Although XPS and ELISA indicated the surface concentration of peptide, they could provide only limited information about its orientation. The orientation of peptides has been deduced before using highly surface-sensitive techniques such as sum frequency generation spectroscopy59 and time of flight secondary ion mass spectroscopy (ToF-SIMS)60. In this study, we used ToF-SIMS as a highly surface-sensitive technique with a sampling depth of 1−2 nm61. This technique enables an assessment of peptide orientation by revealing amino acids dominant in the top-most region of the peptide layer. ToF-SIMS is performed in vacuum; therefore, the conformation of the peptide may be different compared to that in the aqueous environment. Nevertheless, the covalent linkage will minimize the sputtering of amino acids from the tethered end. To assess the orientation, we used the average positive SIMS counts associated with methionine and phenylalanine, normalized to the total 42 protein-associated secondary ion fragments62 (Fig. 4e). The other amino acid residues from the peptide (alanine, lysine and aspartic acid) are excluded, because they cannot be unambiguously discriminated from either fragments originating from the RFPP layer or from each other (See Supplementary Fig. 2). Both residues show greater counts for the peptide immobilized at pH 9.8 compared to that immobilized at pH 5.4. These two amino acids make up the hydrophobic end of the peptide (Fig. 3e), indicating that there is a greater number of molecules in the FLAGDOWN orientation for pH 9.8 than for pH 5.4. The difference in counts can be due to either a change in overall density of the peptide on the surface or in the preferred orientation of the immobilized peptides. XPS data, however, showed that the pH 5.4 condition yields a substantially higher overall peptide density. It can, therefore, be concluded that there is a strong preference for FLAGDOWN orientation for peptide immobilized at pH 9.8 relative to that immobilized at pH 5.4.
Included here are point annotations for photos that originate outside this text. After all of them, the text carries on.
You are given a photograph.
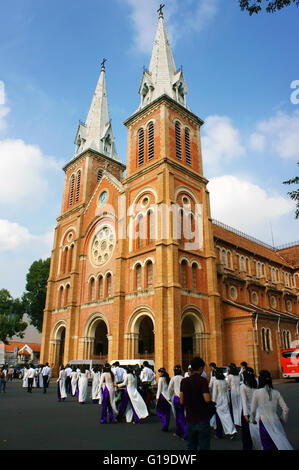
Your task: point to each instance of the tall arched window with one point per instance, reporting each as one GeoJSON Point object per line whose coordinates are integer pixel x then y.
{"type": "Point", "coordinates": [194, 276]}
{"type": "Point", "coordinates": [150, 226]}
{"type": "Point", "coordinates": [78, 186]}
{"type": "Point", "coordinates": [91, 289]}
{"type": "Point", "coordinates": [60, 296]}
{"type": "Point", "coordinates": [149, 274]}
{"type": "Point", "coordinates": [109, 284]}
{"type": "Point", "coordinates": [178, 146]}
{"type": "Point", "coordinates": [187, 146]}
{"type": "Point", "coordinates": [151, 141]}
{"type": "Point", "coordinates": [140, 231]}
{"type": "Point", "coordinates": [138, 276]}
{"type": "Point", "coordinates": [72, 189]}
{"type": "Point", "coordinates": [101, 292]}
{"type": "Point", "coordinates": [140, 147]}
{"type": "Point", "coordinates": [184, 273]}
{"type": "Point", "coordinates": [99, 176]}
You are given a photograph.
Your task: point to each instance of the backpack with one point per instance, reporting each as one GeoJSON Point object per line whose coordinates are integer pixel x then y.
{"type": "Point", "coordinates": [211, 406]}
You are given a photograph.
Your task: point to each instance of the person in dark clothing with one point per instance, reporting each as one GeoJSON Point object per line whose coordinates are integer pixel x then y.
{"type": "Point", "coordinates": [195, 396]}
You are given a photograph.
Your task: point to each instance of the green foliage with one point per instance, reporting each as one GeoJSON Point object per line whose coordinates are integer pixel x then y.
{"type": "Point", "coordinates": [36, 289]}
{"type": "Point", "coordinates": [11, 313]}
{"type": "Point", "coordinates": [255, 6]}
{"type": "Point", "coordinates": [294, 194]}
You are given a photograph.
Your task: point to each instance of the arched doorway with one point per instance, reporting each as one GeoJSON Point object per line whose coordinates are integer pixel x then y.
{"type": "Point", "coordinates": [100, 349]}
{"type": "Point", "coordinates": [61, 346]}
{"type": "Point", "coordinates": [140, 339]}
{"type": "Point", "coordinates": [146, 342]}
{"type": "Point", "coordinates": [96, 338]}
{"type": "Point", "coordinates": [187, 341]}
{"type": "Point", "coordinates": [193, 337]}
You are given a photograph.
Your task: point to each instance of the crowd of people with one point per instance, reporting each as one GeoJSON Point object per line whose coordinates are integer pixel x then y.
{"type": "Point", "coordinates": [240, 401]}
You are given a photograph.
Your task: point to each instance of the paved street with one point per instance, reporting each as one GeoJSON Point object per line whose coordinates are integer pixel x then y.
{"type": "Point", "coordinates": [40, 422]}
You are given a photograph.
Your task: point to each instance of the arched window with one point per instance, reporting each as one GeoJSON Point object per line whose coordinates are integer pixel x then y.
{"type": "Point", "coordinates": [101, 292]}
{"type": "Point", "coordinates": [91, 289]}
{"type": "Point", "coordinates": [66, 294]}
{"type": "Point", "coordinates": [149, 274]}
{"type": "Point", "coordinates": [178, 146]}
{"type": "Point", "coordinates": [78, 186]}
{"type": "Point", "coordinates": [60, 296]}
{"type": "Point", "coordinates": [64, 260]}
{"type": "Point", "coordinates": [138, 276]}
{"type": "Point", "coordinates": [184, 273]}
{"type": "Point", "coordinates": [109, 284]}
{"type": "Point", "coordinates": [194, 276]}
{"type": "Point", "coordinates": [99, 176]}
{"type": "Point", "coordinates": [151, 141]}
{"type": "Point", "coordinates": [187, 147]}
{"type": "Point", "coordinates": [141, 147]}
{"type": "Point", "coordinates": [72, 189]}
{"type": "Point", "coordinates": [150, 226]}
{"type": "Point", "coordinates": [140, 231]}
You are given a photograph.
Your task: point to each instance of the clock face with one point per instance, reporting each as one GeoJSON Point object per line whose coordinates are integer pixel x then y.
{"type": "Point", "coordinates": [103, 197]}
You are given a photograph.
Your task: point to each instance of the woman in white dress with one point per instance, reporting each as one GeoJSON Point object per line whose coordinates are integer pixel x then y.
{"type": "Point", "coordinates": [250, 432]}
{"type": "Point", "coordinates": [177, 408]}
{"type": "Point", "coordinates": [82, 385]}
{"type": "Point", "coordinates": [61, 390]}
{"type": "Point", "coordinates": [74, 380]}
{"type": "Point", "coordinates": [233, 382]}
{"type": "Point", "coordinates": [264, 406]}
{"type": "Point", "coordinates": [132, 403]}
{"type": "Point", "coordinates": [106, 388]}
{"type": "Point", "coordinates": [223, 421]}
{"type": "Point", "coordinates": [25, 376]}
{"type": "Point", "coordinates": [163, 402]}
{"type": "Point", "coordinates": [96, 375]}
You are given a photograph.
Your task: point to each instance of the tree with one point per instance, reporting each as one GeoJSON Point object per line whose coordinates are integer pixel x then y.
{"type": "Point", "coordinates": [11, 314]}
{"type": "Point", "coordinates": [36, 289]}
{"type": "Point", "coordinates": [254, 6]}
{"type": "Point", "coordinates": [294, 194]}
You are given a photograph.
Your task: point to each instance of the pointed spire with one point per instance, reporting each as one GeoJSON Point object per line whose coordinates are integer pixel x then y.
{"type": "Point", "coordinates": [162, 76]}
{"type": "Point", "coordinates": [97, 133]}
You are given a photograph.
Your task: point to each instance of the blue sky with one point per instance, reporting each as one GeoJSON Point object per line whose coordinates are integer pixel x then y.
{"type": "Point", "coordinates": [238, 70]}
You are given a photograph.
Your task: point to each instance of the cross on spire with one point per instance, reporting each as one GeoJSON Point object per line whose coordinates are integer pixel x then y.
{"type": "Point", "coordinates": [160, 10]}
{"type": "Point", "coordinates": [103, 64]}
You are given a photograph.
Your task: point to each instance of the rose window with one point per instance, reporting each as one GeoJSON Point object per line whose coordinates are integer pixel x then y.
{"type": "Point", "coordinates": [102, 245]}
XPS, ELISA and ToF-SIMS results together show the effect of immobilization pH on both the surface concentration and the orientation of bound peptide. At pH 5.4, where the surface charge is close to neutral, the repulsion between the RFPP and the negatively charged peptide is negligible, leading to higher functionalization density. Because of the negligible charge interaction with the surface, the orientation is most likely random. Given that the dispersive component of the RFPP surface energy is higher than the polar component, there may be a preference for FLAGUP orientation due to hydrophobic interactions between the surface and the hydrophobic end of the peptide. In contrast, at pH = 9.8 the RFPP is more negatively charged, repelling the peptide and reducing its density on the surface by reducing the arrival rate. Under such conditions, the peptide is also preferentially oriented on the surface in the FLAGDOWN configuration. This orientation is favoured, because it aligns the dipole in the FLAG epitope created by the C-terminal aspartate and lysine residues with the electric field at the surface. These findings demonstrate that pH can be utilized to control surface orientation and concentration of immobilized peptide. The mechanism for this control is the appearance of an electric field normal to the surface when the surface is charged. This effect would increase as the surface charge increases, because the electric field is proportional to the surface charge density. For extra control in situations where the pH is constrained, the application of an external electric field could be an efficient alternative.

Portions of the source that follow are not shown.